El cibersexo más común de lo que pensamos

Por lo general, lo morboso se asocia a lo sexual. De ahí que se mencionen las miradas y las insinuaciones morbosas. Sin embargo, también es usual que se califiquen como morbosas otro tipo de conductas. Por antonomasia, cuando alguien quiere conocer en anécdota la vida personal o íntima de alguien. Por extensión, definimos como morbo todo aquello que nos remite a la enfermedad mental. Ahora biem, debemos tenerlo claro: no siempre es así.

Teclear “sexo” en Internet

Acompañar en WhatsAppCompartir La adicción al amor es un problema psicológico que puede traer graves consecuencias sobre la biografía y relaciones sociales de quienes la padecen Getty En términos científicos la palabra adicción comporta una fuerte relación con el objeto adictivo, conductas irracionales para conseguirlo y síntomas de ayuno cuando no se lo tiene. Es importante diferenciar que tener deseos intensos y frecuentes no es sinónimo de adicción al sexo. Así comenzó la explicación sobre el tema a Infobae el médico psiquiatra y sexólogo Walter Ghedin. La adicción al sexo es un problema psicológico que puede traer graves consecuencias sobre la vida y relaciones sociales de quienes la padecen.

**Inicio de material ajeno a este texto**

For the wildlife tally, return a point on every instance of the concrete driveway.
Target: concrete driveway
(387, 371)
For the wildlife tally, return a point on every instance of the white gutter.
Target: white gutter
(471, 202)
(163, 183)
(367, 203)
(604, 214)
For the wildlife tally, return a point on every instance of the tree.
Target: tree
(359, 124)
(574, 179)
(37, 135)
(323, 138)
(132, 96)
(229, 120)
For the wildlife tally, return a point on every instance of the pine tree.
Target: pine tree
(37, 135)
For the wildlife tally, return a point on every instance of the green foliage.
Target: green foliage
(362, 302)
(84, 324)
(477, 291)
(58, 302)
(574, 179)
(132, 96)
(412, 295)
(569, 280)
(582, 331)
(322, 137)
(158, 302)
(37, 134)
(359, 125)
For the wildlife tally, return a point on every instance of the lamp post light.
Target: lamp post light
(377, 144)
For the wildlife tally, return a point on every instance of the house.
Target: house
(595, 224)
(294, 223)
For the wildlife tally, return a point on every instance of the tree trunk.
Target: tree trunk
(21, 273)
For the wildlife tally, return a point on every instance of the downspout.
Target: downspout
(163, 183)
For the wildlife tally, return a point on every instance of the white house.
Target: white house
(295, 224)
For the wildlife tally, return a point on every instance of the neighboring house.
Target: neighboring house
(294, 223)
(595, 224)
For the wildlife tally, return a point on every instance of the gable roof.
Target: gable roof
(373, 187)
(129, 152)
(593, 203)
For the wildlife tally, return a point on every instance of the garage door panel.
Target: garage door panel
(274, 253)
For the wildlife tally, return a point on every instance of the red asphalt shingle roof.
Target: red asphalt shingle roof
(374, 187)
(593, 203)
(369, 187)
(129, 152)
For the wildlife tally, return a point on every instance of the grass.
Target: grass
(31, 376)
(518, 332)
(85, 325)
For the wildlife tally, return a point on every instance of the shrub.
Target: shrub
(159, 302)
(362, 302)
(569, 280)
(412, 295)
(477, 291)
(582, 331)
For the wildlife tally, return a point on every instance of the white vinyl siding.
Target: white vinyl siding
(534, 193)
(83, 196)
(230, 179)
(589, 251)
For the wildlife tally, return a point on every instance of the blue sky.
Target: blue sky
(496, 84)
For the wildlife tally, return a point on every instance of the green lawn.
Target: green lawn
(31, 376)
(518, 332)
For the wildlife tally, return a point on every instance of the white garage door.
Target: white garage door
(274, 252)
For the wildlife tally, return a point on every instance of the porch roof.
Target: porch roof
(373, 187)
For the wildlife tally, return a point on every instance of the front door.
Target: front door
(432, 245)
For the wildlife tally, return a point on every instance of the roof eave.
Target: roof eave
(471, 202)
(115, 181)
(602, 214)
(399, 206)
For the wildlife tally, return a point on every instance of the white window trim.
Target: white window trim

Ghedin manifestó que si bien existen abusadores que tienen dificultades para controlar sus impulsos, la mayoría de las personas que tienen adicción al amor no lo son. Es una grata sensación que sensibiliza, preparando el ámbito para sentir placer. La adicción al sexo es un comportamiento irrefrenable, repetitivo, con culpa y sensación de abismo una vez que se ha logrado bajar la tensión sexual.